Publishers were nervous for obvious reasons. The novel had untranslated Latin quotations and long theological arguments.
However, when the book hit the shelves, it caught everyone’s fancy. The dangerous idea that access to knowledge can destabilize entire systems of power came as a shock treatment to its readers.
Eco later remarked that if he had written the novel ten years earlier, it would have failed. Not because the book would have been weaker, but because the readers would have been.
Books as Dangerous Objects
A quick detour to my earlier point – Eco loved books, but he never romanticized them.
He warned that books can mislead. That libraries can hide poison. In Foucault’s Pendulum, he skewered conspiracy culture long before social media made it fashionable.
Three editors invent a fake conspiracy as an intellectual joke. The world takes it seriously and things spiral out of control.
Some readers believed the conspiracy was real and Eco found that terrifying and slightly funny. But Mostly terrifying.
The Private Man with Public Opinions
Eco was not a recluse. He gave interviews, he wrote columns and he spoke sharply about media, politics and technology.
Late in life, Eco became increasingly vocal about the modern media environment. When he warned about social media amplifying voices without filters or responsibility, many thought he was a grumpy old man – indulging in generational grumbling.
BUT he was extending a lifelong argument he had been making since his days in semiotics and television: that every medium reshapes authority.
His concern was never free speech. Eco believed speech was messy, argumentative, and essential. What disturbed him was unearned authority. In the age of algorithms, attention itself begins to masquerade as credibility.
Visibility can be confused with knowledge. Loudness with legitimacy. To Eco, this was not a technological problem, but a cultural one.
At home, this tension between knowledge and ignorance took a quieter, almost comic form. Eco lived among roughly 30,000 books, though some put the number closer to 50,000. The size of the library mattered less than how he spoke about it.

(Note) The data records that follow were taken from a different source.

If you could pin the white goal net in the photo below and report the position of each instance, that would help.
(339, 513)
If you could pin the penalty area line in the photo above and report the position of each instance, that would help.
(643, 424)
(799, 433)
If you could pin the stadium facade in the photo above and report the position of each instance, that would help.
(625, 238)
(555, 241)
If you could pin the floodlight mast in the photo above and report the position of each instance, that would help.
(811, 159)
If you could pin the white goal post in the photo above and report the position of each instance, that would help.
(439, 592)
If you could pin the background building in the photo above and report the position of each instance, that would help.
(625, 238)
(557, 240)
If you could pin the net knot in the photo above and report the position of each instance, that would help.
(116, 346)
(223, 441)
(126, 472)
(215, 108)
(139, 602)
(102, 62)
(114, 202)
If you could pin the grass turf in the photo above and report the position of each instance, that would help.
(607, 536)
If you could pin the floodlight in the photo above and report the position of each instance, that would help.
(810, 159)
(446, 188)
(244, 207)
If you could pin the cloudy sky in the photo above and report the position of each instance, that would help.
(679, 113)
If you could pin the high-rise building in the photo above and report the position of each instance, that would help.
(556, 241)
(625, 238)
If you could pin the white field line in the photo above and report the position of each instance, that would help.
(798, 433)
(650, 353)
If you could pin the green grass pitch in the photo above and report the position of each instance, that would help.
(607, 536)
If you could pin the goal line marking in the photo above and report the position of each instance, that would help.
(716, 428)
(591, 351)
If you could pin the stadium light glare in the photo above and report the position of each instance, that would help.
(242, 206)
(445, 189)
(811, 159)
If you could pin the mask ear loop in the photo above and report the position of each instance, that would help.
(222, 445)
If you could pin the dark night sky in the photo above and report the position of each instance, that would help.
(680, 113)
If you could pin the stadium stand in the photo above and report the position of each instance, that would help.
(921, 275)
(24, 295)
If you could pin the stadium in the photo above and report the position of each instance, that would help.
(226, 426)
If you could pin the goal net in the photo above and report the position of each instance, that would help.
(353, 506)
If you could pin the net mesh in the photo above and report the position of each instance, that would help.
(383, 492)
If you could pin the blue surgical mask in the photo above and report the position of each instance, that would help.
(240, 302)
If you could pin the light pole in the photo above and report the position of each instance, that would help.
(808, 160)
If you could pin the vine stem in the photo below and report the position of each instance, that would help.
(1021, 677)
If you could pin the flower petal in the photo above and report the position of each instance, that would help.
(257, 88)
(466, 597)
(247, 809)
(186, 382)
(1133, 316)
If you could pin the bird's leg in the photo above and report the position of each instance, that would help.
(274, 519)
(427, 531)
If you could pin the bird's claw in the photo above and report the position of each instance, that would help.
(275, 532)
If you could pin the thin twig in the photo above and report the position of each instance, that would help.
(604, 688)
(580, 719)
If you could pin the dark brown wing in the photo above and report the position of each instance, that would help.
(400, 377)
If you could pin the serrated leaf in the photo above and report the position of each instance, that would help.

Visitors would curiously ask, “Have you read all these?” Eco would reply, “These are the ones I need to read.”
The Later Novels and the Long Goodbye
Eco continued writing fiction well into old age. Baudolino (2000) played with lies and history. The Prague Cemetery (2010) examined the anatomy of conspiracy and hatred. Numero Zero (2015) was his sharp farewell to journalism, fake news and moral cowardice.
Alongside these novels, Eco’s later years were also marked by a series of essay collections that felt like distilled conversations with the reader. In books like Turning Back the Clock, Inventing the Enemy, and How to Travel with a Salmon, Eco moved effortlessly between politics, media, memory, language, and everyday absurdities.
Eco knew exactly what world he was leaving behind. He wasn’t optimistic. But he was precise.
Why Eco Still Matters
In his final years, Eco slowed down physically but never intellectually. He continued to write, to give interviews, to irritate and provoke in equal measure.
He was diagnosed with pancreatic cancer and died on February 19, 2016, in Milan, at the age of 84. The end was private and unsentimental, much like the man himself.
Eco didn’t want praise. He wanted alert readers. He believed reading was not a leisure activity but a form of mental training. A good book, he would often say, should make the reader work, doubt themselves, slow down, and occasionally feel uncomfortable.
That, in my view, is the most an intellectual can give. Not answers, but the burden of thinking.